Congo’s M23 rebel chief Makenga in Ugandan hands
Kampala – Democratic Republic of Congo's M23 rebel chief Sultani Makenga is being held by Uganda's military, a senior officer said Thursday, after his insurgents suffered a crushing defeat to UN-backed government forces.
"He is with our forces, yes, Makenga has crossed into Uganda with some of his men, he is with us," a senior Ugandan military officer told AFP, but refused to clarify if he had formally surrendered or was under arrest.
However, his presence in Uganda calms fears he would fight on against government forces in the volatile east of the country.
Makenga, 39 and a former colonel in the DR Congo army, is accused of masterminding killings, sex attacks and abductions and recruiting child soldiers, and is on both UN and US sanction lists.
The Ugandan officer said "several" M23 troops had accompanied him, but would not give an exact number.
Congolese troops backed by a UN intervention brigade launched a major offensive late last month against the M23 movement of army mutineers in North Kivu.
The M23 was founded by ethnic Tutsi former rebels who were incorporated into the Congolese army under a 2009 peace deal but mutinied in April 2012, claiming that the pact had never been fully implemented.
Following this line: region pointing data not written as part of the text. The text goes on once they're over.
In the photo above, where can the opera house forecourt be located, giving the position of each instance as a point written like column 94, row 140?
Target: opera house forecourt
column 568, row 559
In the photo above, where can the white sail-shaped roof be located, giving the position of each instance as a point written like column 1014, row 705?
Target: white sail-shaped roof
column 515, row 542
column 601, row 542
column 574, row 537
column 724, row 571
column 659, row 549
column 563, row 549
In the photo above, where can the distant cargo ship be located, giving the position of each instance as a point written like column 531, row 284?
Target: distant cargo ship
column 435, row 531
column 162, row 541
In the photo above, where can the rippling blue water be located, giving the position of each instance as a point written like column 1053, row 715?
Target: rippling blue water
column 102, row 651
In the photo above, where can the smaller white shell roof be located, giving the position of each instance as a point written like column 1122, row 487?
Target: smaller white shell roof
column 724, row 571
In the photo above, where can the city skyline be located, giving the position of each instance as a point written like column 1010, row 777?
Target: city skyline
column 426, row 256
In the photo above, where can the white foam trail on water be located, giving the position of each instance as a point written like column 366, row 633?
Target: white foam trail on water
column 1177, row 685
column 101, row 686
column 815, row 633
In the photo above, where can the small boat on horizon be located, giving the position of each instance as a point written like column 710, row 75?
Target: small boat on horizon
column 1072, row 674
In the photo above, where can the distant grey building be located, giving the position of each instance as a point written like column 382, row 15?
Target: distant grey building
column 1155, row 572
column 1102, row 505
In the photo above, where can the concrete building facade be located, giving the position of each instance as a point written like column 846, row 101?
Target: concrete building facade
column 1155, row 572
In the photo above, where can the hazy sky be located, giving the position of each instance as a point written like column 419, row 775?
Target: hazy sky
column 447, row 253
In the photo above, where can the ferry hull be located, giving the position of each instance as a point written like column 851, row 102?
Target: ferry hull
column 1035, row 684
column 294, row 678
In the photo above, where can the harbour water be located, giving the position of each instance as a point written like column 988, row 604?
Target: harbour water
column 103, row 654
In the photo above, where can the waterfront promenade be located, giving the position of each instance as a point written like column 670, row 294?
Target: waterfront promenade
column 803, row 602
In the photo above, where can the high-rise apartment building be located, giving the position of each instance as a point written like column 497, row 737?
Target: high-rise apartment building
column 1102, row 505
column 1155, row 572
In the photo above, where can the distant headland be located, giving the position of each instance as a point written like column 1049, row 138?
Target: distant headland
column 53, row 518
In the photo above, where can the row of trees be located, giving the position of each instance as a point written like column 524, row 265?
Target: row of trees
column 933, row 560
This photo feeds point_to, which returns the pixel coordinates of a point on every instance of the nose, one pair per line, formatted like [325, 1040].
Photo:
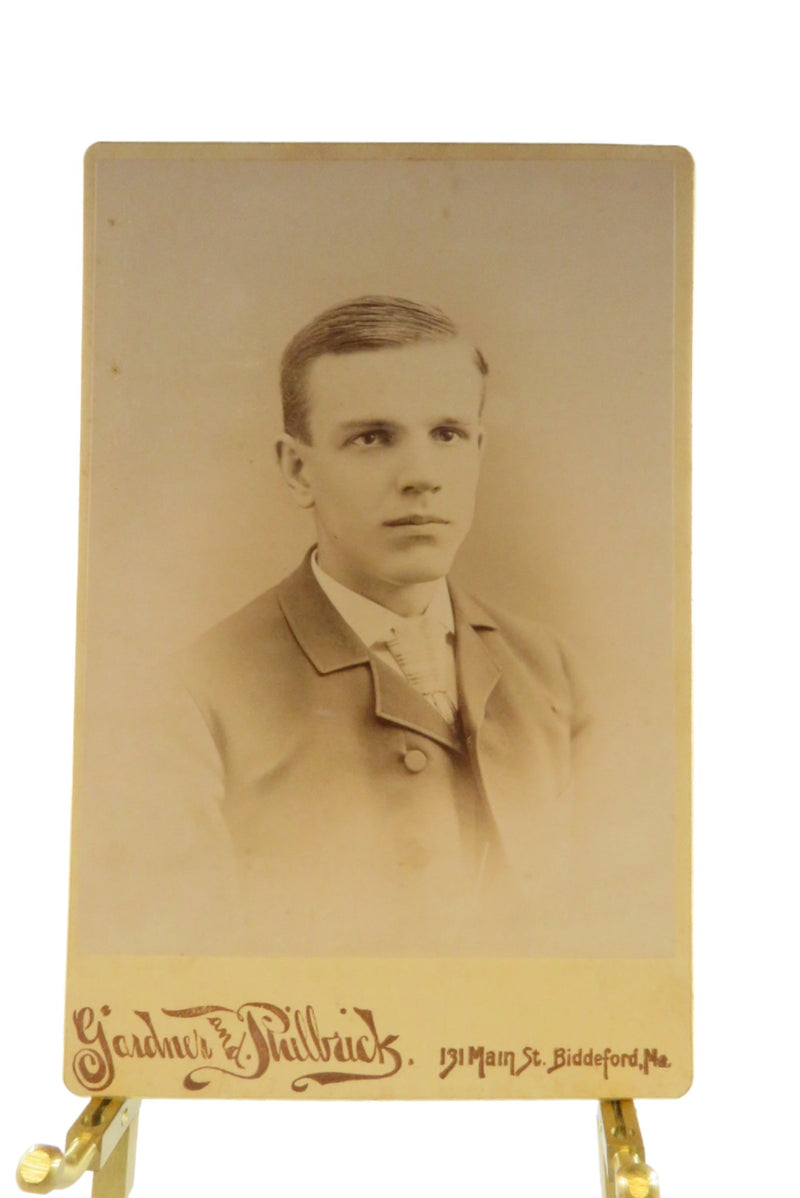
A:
[417, 472]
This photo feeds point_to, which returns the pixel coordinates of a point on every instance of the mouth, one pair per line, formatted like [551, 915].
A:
[413, 521]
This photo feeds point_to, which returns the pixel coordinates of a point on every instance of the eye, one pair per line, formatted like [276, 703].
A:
[370, 437]
[448, 433]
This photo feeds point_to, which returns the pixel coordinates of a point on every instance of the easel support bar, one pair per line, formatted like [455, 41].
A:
[624, 1171]
[102, 1139]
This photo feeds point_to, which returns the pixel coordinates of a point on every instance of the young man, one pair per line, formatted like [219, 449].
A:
[395, 757]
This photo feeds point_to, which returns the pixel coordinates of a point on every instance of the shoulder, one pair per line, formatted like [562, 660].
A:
[529, 648]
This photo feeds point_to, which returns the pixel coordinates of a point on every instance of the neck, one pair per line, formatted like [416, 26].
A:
[401, 598]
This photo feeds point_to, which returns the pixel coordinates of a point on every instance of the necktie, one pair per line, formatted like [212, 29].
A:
[419, 647]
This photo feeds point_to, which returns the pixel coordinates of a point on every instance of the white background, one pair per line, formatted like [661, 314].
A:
[713, 78]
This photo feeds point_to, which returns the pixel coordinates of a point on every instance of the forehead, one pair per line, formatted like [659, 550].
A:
[400, 382]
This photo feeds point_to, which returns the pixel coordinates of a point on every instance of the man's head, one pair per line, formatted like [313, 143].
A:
[382, 401]
[370, 322]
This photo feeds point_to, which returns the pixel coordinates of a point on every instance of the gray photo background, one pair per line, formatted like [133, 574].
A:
[561, 271]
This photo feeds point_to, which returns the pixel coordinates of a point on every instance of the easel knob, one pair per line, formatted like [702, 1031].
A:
[91, 1141]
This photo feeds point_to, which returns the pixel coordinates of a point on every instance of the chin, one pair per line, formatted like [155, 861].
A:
[424, 568]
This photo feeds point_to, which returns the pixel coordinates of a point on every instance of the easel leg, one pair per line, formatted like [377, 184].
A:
[115, 1178]
[623, 1168]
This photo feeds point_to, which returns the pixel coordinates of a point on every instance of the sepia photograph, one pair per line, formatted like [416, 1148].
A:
[383, 627]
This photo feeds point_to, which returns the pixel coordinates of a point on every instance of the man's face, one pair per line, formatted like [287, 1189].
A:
[393, 465]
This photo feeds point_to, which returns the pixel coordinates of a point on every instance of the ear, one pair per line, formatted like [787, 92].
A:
[292, 461]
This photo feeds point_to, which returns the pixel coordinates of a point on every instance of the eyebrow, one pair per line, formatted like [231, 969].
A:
[380, 423]
[346, 425]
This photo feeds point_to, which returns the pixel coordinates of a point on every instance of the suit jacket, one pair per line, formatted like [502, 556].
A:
[363, 822]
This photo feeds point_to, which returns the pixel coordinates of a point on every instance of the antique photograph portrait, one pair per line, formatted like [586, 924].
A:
[383, 634]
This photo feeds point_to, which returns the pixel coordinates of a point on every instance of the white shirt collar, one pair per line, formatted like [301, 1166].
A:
[373, 623]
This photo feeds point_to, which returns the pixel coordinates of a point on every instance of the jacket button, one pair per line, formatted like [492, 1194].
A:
[414, 761]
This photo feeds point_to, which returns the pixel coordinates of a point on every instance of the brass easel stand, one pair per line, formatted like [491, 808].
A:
[624, 1172]
[102, 1139]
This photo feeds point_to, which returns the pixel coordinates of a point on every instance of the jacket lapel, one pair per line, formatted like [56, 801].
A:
[331, 645]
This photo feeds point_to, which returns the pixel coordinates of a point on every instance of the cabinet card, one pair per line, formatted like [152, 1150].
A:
[382, 751]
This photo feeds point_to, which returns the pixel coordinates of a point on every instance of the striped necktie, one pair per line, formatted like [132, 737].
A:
[419, 647]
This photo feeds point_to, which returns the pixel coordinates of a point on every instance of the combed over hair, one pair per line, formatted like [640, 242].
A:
[370, 322]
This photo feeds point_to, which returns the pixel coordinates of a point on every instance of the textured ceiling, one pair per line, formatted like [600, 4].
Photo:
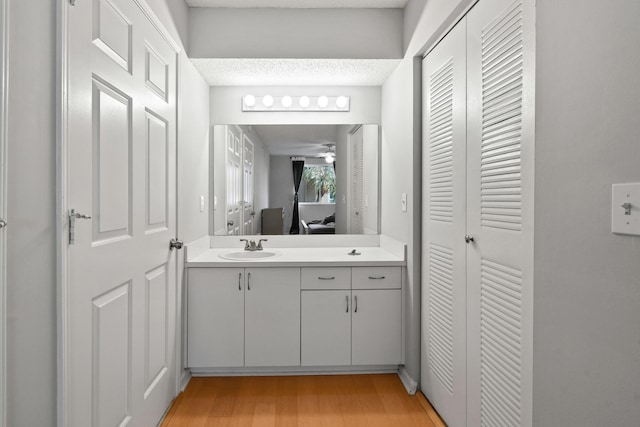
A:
[297, 140]
[294, 72]
[304, 4]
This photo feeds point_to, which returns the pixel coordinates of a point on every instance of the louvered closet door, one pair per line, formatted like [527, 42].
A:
[444, 212]
[500, 48]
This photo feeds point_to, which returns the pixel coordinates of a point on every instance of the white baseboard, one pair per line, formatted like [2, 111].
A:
[184, 379]
[409, 383]
[294, 370]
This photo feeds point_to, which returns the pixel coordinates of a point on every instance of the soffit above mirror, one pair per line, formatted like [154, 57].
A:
[294, 72]
[310, 4]
[298, 140]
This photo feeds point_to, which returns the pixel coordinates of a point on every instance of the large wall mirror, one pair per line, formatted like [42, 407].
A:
[253, 179]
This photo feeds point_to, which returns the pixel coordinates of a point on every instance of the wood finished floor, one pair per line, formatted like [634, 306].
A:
[324, 400]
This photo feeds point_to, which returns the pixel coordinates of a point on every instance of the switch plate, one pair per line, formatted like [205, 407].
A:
[625, 209]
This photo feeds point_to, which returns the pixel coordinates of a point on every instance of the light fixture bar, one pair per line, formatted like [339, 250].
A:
[296, 103]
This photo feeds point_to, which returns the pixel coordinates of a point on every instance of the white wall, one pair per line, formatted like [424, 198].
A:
[193, 176]
[226, 105]
[193, 153]
[587, 293]
[31, 235]
[587, 280]
[370, 151]
[295, 33]
[401, 154]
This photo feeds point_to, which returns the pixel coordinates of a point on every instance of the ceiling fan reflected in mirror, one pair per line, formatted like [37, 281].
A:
[330, 154]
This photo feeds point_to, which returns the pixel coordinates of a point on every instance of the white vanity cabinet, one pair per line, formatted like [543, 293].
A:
[272, 317]
[243, 317]
[376, 326]
[326, 316]
[354, 320]
[215, 317]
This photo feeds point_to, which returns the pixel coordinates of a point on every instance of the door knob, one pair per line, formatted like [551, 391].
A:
[176, 244]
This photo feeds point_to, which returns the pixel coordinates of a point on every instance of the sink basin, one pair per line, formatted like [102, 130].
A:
[248, 255]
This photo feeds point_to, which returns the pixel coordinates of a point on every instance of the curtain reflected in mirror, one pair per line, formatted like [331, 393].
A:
[255, 190]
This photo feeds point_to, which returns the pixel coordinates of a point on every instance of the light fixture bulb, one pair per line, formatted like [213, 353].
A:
[249, 100]
[267, 100]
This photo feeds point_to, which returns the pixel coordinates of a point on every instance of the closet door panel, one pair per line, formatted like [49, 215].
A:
[500, 176]
[444, 211]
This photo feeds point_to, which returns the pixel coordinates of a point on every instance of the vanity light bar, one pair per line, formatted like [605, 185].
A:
[295, 103]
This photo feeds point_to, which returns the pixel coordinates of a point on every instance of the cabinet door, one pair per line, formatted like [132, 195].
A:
[215, 322]
[272, 320]
[326, 328]
[376, 327]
After briefly seizing the regional capital and mining hub of Goma last November, the M23 entered into fresh peace talks which fell apart last month, leading the Congolese army to go on the attack in a bid to end the rebellion.
The United Nations and rights groups have accused the M23 of atrocities including rape and murder in a conflict that has caused tens of thousands of refugees to flee.